Waktu berjalan dengan cepat, aku dan keluarga kecil ku sudah menempati rumah ini seminggu. Rasanya, baru kemarin aku menghirup udara segar dan juga merasakan mencekam di waktu malam menjelang yang begitu kental di tempat ini. Berjalan bersama dua putri kembar ku di awal pagi sungguh menyenangkan apa lagi bisa bercengkerama dengan mereka berdua semua ini luar biasa bagiku.
Tiba-tiba gerak langkah ini seolah menarikku kembali ke halaman belakang. Entah kenapa ketika pandangan lurusku menatap tajam ke arah dahan pohon di sana, seketika pikiranku melayang pada tulisan nama sosok perempuan cantik bermata sendu itu. Aku sempat berpikir mungkin dengan menuliskan namanya aku bisa berbagi cerita dengannya. Atau mungkin aku saja yang tidak bisa memahami maksud hantu itu apa.
Aku maju tiga langkah, memastikah apa yang tertangkap oleh pandanganku tadi pada dahan pohon angker itu.

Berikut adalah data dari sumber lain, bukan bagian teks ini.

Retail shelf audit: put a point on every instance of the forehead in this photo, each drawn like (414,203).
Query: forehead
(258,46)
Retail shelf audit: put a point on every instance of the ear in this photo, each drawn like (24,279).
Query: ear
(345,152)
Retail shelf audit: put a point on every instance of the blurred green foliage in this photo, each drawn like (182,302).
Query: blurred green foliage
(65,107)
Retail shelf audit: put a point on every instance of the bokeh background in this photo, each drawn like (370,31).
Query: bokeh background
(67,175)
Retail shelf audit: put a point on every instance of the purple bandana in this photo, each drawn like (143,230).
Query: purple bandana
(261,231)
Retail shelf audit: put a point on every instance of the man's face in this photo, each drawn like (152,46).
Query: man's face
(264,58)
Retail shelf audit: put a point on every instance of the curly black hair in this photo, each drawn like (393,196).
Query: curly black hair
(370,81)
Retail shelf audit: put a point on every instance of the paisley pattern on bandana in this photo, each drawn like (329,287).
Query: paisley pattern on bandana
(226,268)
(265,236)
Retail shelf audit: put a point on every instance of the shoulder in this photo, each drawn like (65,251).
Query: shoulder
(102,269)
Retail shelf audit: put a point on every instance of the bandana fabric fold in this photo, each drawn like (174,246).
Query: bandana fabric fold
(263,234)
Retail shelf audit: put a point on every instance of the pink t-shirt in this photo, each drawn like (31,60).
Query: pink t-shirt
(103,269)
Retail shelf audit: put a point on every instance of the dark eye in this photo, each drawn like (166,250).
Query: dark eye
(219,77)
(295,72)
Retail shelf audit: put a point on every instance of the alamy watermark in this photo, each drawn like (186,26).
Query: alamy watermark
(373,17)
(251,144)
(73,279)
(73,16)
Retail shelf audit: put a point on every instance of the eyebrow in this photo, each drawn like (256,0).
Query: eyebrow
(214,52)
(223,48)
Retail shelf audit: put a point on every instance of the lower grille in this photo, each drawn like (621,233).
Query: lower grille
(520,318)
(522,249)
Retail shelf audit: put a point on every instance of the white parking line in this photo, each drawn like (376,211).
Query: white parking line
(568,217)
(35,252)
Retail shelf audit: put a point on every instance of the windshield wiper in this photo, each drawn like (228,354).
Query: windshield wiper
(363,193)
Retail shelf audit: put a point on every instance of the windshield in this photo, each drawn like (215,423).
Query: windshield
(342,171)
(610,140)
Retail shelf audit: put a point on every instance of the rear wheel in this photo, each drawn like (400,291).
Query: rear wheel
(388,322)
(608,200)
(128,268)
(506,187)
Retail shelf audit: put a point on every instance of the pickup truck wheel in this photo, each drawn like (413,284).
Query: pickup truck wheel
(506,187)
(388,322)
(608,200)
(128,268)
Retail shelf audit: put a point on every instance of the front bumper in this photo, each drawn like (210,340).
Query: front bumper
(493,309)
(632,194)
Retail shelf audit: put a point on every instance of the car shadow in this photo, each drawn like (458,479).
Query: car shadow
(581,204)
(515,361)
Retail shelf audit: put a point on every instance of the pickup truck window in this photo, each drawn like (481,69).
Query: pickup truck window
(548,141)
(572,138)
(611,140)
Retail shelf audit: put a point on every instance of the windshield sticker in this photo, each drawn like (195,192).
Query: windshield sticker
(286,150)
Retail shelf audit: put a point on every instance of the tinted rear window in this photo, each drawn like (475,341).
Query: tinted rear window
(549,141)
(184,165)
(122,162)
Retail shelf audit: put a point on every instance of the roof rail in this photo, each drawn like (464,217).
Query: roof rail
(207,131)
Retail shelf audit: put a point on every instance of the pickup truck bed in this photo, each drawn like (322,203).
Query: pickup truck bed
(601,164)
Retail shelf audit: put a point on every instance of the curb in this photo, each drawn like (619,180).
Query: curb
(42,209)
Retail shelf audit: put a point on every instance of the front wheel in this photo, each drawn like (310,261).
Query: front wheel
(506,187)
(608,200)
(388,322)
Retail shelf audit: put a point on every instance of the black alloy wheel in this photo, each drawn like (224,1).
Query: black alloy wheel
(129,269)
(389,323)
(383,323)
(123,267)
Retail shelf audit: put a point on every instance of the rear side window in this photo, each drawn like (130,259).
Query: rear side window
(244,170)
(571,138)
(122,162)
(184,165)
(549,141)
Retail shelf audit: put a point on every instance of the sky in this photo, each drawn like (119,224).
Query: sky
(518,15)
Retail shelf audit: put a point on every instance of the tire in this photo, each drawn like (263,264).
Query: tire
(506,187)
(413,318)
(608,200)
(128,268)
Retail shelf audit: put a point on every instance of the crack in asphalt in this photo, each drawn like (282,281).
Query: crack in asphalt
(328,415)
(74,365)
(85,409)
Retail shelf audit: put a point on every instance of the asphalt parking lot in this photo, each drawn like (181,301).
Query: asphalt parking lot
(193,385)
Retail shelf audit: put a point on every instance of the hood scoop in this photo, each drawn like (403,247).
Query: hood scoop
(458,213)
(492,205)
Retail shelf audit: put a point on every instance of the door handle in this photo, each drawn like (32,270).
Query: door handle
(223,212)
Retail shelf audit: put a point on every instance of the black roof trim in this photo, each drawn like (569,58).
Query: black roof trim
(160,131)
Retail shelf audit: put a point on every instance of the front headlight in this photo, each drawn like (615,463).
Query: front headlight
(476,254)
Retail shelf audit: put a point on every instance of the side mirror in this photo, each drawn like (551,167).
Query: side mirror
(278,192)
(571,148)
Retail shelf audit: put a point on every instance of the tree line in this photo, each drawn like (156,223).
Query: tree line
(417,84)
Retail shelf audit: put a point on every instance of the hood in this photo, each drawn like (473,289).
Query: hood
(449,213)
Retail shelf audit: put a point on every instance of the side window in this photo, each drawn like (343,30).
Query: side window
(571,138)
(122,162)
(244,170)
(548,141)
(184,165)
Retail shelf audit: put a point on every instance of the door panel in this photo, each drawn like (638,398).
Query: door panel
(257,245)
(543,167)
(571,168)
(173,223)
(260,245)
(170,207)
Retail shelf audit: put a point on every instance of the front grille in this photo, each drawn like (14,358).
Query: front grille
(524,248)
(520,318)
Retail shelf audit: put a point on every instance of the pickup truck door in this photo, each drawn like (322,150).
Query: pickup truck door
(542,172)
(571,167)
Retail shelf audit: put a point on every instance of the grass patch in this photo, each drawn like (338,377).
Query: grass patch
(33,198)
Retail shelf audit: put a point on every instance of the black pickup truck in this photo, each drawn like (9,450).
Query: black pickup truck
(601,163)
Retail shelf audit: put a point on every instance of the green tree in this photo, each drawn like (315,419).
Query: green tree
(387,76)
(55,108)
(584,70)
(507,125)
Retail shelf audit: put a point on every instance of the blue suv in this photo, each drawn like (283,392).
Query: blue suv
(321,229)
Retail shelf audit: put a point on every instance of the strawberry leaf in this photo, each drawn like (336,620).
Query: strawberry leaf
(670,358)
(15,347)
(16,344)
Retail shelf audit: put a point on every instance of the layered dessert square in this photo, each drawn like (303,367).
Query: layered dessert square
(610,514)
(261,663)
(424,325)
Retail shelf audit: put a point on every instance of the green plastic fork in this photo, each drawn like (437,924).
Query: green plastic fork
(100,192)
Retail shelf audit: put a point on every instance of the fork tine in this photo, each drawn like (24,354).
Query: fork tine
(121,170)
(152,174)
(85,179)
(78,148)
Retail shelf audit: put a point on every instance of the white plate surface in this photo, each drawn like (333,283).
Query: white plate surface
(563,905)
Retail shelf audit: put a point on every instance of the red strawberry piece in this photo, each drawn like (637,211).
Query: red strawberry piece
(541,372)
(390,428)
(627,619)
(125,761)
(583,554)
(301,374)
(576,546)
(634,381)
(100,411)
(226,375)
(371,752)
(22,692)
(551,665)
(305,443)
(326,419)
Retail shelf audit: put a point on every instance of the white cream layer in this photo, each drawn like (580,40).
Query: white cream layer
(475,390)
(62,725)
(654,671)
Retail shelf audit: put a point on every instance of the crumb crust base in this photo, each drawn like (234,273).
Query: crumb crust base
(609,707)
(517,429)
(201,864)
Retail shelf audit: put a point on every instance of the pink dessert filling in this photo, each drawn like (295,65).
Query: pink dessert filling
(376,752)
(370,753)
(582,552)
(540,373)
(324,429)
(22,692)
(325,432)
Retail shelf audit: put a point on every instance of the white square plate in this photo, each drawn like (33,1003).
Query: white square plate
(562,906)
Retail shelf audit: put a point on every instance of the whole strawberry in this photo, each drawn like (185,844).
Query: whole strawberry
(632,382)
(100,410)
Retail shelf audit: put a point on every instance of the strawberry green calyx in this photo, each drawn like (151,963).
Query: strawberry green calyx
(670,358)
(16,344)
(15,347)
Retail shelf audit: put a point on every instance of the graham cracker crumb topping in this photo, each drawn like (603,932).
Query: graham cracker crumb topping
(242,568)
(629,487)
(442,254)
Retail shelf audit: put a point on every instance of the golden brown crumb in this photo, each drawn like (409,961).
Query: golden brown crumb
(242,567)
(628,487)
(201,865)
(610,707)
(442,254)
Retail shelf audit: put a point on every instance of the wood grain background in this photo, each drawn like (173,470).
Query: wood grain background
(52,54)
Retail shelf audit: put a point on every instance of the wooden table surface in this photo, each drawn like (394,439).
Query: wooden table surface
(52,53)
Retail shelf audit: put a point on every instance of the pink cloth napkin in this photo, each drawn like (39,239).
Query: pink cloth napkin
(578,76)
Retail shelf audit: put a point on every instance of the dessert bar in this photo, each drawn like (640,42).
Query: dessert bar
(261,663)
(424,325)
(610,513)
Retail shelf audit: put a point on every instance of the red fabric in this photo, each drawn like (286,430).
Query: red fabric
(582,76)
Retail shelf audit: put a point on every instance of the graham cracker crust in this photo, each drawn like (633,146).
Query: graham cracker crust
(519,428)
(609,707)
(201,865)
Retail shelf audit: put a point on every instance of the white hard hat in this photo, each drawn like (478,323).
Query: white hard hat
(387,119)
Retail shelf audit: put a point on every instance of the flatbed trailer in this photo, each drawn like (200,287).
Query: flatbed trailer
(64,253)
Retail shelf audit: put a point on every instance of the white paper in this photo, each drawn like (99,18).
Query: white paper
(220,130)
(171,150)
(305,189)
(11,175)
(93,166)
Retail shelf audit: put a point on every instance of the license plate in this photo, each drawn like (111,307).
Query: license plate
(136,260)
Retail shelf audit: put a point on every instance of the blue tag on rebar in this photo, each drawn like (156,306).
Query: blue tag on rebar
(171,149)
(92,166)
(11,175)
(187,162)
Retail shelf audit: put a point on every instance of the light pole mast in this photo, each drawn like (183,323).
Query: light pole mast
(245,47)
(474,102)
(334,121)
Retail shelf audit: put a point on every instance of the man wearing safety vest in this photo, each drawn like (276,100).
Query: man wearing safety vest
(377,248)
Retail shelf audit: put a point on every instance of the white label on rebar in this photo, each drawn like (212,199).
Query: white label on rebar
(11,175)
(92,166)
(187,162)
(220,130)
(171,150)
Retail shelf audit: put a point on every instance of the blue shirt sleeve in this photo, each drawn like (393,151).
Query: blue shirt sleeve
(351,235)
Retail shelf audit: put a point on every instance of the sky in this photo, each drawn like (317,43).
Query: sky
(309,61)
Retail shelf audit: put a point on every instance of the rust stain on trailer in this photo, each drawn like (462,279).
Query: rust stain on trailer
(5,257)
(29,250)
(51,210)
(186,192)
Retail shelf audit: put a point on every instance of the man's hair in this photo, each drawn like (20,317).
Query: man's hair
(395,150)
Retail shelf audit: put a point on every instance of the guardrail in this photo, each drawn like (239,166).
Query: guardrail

Ternyata sosok mata sendu--Maya muncul juga pada pagi hari. Masih sama tatapannya padaku yang disertai seringainya siap buat bulu kuduk meremang.
Namun, keberanian dalam diriku sepertinya sudah begitu kuat hingga penampakan mereka tidak terlalu buat aku kentara. Bahkan kala mereka mencoba menganggu keberadaanku di rumah ini. Karena gejolak dalam jiwaku sepertinya mendorong tubuh ini untu melangkah lagi ke depan dengan kecepatan yang kubisa.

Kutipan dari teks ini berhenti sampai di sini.